日本人のメンタリティを考えると、個人の業績が厳しく求められる今、社員同士が同じ価値観を共有してまとまることはできないので、もう会社という存在が拠り所にならなくなる。
生きていくには拠り所は必要だ。
「会社が社員のもの」でなくなり始めた時期と、インターネットやいろいろなコミュニケーションの発生がシンクロしてるのは偶然ではないだろう。

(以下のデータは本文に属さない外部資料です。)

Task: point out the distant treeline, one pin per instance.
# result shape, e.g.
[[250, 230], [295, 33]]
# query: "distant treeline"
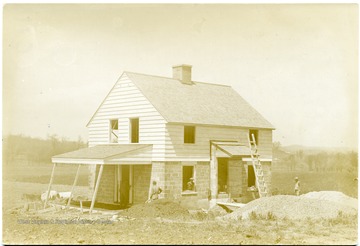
[[322, 161], [22, 148]]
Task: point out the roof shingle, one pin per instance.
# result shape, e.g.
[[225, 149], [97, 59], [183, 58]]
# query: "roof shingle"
[[200, 103]]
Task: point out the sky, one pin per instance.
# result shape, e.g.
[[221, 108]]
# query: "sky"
[[297, 64]]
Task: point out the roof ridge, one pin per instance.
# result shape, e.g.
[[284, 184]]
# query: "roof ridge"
[[196, 82]]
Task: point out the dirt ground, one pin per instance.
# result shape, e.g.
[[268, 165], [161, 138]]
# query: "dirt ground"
[[164, 222]]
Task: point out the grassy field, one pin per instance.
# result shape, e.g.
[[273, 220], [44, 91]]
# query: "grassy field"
[[283, 182], [18, 180], [40, 173]]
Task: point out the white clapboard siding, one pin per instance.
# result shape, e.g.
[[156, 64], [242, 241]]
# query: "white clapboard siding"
[[126, 101], [175, 149]]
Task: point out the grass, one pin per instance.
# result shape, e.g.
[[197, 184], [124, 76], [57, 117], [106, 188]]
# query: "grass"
[[41, 172], [283, 182]]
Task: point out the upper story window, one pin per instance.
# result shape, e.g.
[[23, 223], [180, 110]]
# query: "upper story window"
[[256, 135], [134, 130], [114, 131], [189, 134]]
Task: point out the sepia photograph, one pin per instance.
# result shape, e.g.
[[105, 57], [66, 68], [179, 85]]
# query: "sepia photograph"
[[180, 123]]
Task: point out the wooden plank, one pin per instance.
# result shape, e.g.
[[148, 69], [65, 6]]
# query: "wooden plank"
[[50, 183], [74, 184], [96, 188]]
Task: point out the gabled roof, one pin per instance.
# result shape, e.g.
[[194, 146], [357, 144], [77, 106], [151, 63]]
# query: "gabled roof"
[[99, 152], [200, 103]]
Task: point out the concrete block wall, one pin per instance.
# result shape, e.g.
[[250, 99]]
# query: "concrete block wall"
[[173, 180], [106, 188], [235, 167], [202, 179], [141, 183], [158, 174]]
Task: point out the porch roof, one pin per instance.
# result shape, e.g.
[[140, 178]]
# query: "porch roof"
[[107, 154], [233, 149]]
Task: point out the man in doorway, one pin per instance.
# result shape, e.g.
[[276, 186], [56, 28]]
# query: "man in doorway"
[[297, 186], [155, 191]]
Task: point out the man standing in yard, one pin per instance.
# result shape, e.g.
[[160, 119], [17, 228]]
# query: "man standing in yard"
[[155, 191], [297, 186]]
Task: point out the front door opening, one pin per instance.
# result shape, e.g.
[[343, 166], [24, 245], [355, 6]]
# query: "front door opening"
[[123, 185], [222, 175]]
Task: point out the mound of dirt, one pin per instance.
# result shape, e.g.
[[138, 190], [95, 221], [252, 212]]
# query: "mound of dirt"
[[334, 196], [291, 207], [163, 208]]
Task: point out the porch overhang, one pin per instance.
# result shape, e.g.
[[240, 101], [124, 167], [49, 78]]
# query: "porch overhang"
[[235, 149], [108, 154]]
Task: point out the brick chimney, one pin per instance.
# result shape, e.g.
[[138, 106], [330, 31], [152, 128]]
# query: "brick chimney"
[[182, 73]]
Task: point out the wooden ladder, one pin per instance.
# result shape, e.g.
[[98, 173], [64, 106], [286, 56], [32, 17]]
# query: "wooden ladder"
[[258, 170]]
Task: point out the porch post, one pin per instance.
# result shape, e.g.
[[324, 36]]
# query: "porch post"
[[213, 173], [96, 188], [72, 189], [50, 183]]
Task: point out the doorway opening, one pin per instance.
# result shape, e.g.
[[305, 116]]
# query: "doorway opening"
[[251, 176], [222, 175]]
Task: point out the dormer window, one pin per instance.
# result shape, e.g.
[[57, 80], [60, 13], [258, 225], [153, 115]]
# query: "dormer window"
[[189, 134], [134, 130], [114, 131], [256, 133]]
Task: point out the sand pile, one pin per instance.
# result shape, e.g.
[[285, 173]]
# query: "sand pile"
[[163, 208], [296, 207], [334, 196]]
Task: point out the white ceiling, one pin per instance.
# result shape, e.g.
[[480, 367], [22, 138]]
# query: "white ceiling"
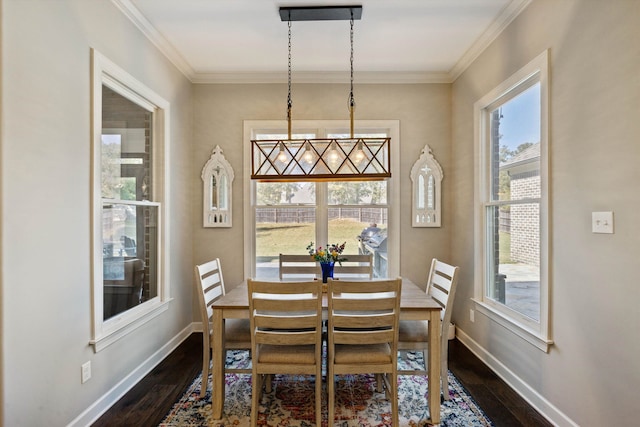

目の前にいないけど、リアルな知り合いではないけれど、感じ方や考え方が共感できるなら、繋がることができるようになってきた。
シェアとか新しい価値も生まれてきてる。
今は、古い価値と新しい価値が混在して、せめぎ合っている。
人生はサーフィンに似ている。
波に飲み込まれたら、また次の波に乗ればいい。
映画「ソウルサーファー」より
新しい拠り所は、きっと波のようなもの。